Share your dilemmas and get honest opinions from other Mumsnetters.

Dating - am I unreasonable to just nip it in the bud?

115 replies

MondeoFan · 07/09/2025 13:18

Started seeing a new bf and have had 4 dates so far. The dates have been lovely, but he doesn’t ask me any questions at all. Like not a single thing? I think this is weird! Isn’t he interested in finding out about me or my life. I’ve told him a few bits willingly but he hasn’t asked. He texts daily when we can’t see each other but sometimes he won’t message all day and only much later in the evening. Am I overthinking it? Or should I just nip it in the bud and tell him I think the reason is he doesn’t seem really interested? The dates go really well, and when I get home I always think awwww how lovely it was. Should I give it a bit longer?

OP posts:
Lovetosurf · 07/09/2025 17:41

How have you actually got through four dates without him asking any questions? I'm not sure how a date can 'go well' if only one person is putting in the effort. Takes two to have a conversation! Lack of curiosity is very dull. Sounds boring to me, that he can't make the effort to ask one single question about you.
Even if he's shy, by the 2nd date you'd think he'd feel comfortable enough to find out more about you with a question or two!

MondeoFan · 07/09/2025 17:45

@Lovetosurfi know what you’re saying, I just meant well as in “no awkward silences” and we have stuff in common. Talked about cars mainly as that’s our mutual interest, and what gigs look good for next year. But he literally doesn’t know how old my kids are, where I work, where I grew up, if my parents are still around etc…I feel like I know everything about him including why him and his ex split up, what cars his immediate neighbours have, his fave food, etc

OP posts:
GarlicPint · 07/09/2025 17:49

Thundertoast · 07/09/2025 14:46

I would agree with a PP that some people are brought up that asking questions is nosy, others are brought up that not asking questions is rude etc, but he's trying to date you!

A man who doesn't ask you questions is just trying to fill the girlfriend shaped hole in his life, and isnt actually interested in meeting a great person to be a good partner to.

to fill the girlfriend shaped hole in his life

This is it. After four dates, he's shown zero interest in WHO you are; he's basically using you as "some female company" and only cares about what you can do for him - be a flattering mirror for his ego, appreciate his opinions on cars and music, look nice enough. He doesn't see you as a fully-formed human being in your own right.

I can hear your disappointment, OP, but in my experience it isn't worth investing yourself in someone you have to teach to be a halfway decent partner. It always goes wrong.
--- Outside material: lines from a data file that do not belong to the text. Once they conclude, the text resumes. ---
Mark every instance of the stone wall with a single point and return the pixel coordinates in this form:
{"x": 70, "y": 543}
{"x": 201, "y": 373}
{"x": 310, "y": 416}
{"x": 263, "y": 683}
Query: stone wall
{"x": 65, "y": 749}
GarlicPint · 07/09/2025 17:51

MondeoFan · 07/09/2025 17:45

@Lovetosurfi know what you’re saying, I just meant well as in “no awkward silences” and we have stuff in common. Talked about cars mainly as that’s our mutual interest, and what gigs look good for next year. But he literally doesn’t know how old my kids are, where I work, where I grew up, if my parents are still around etc…I feel like I know everything about him including why him and his ex split up, what cars his immediate neighbours have, his fave food, etc

Hah, why did they split up in his view?
Does he actually know who his ex was??

MondeoFan · 07/09/2025 17:55

@GarlicPinthe told me she “made some poor financial decisions” and they are still on speaking terms. I was waiting for him to say “because she went to work and I didn’t think she even had a job” haha

OP posts:
cinnamonda · 07/09/2025 17:58

goodness gracious- if they ask questions they are “too nosy” if they don’t they “don’t care” - you just can’t win with this generation of perfectionist expectations!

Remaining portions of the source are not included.